Drosophila research in Glasgow
Drosophila is the consummate model organism, with an ideal blend of biomedical relevance and genetic power. Drosophila research in Glasgow is focussed in the Integrative and Systems Biology theme, reflecting our interest in exploiting the power of this developmental model for the new biology.Drosophila functional genomics
Professor Julian Dow is interested in the functional genomics of the Malpighian (renal) tubule, using a combination of physiology, forward and reverse genetics, transcriptomics, proteomics and metabolomics. The tubule is one of the very few truly quantitative phenotypes in Drosophila, and so makes an ideal system to establish function of novel genes involved in transport, signalling, or metabolism.
This interest has led to the establishment of the FlyAtlas.org expression resource for the fly community.
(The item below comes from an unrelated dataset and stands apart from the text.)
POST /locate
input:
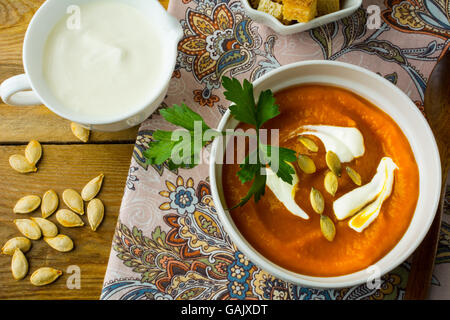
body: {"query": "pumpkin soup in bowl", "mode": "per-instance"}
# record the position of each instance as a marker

Other work is focussed on exploiting Drosophila as a model for disease vectors such as mosquitoes, and industry-funded research is devoted to the identification of new insecticide targets.
Selected References
Chintapalli, V. R., Wang, J., and Dow, J. A. T. (2007) Using FlyAtlas to identify better Drosophila melanogaster models of human disease Nature Genetics 39, 6, 715-720
Cell Signalling
Prof Shireen Davies studies the control of epithelial and immune function, using transgenic reporter gene technologies to allow less invasive, more physiological, measurement of dynamic cellular parameters. She was part of the group which developed the world's first animal transgenic for the calcium reporter, aequorin, here in Glasgow.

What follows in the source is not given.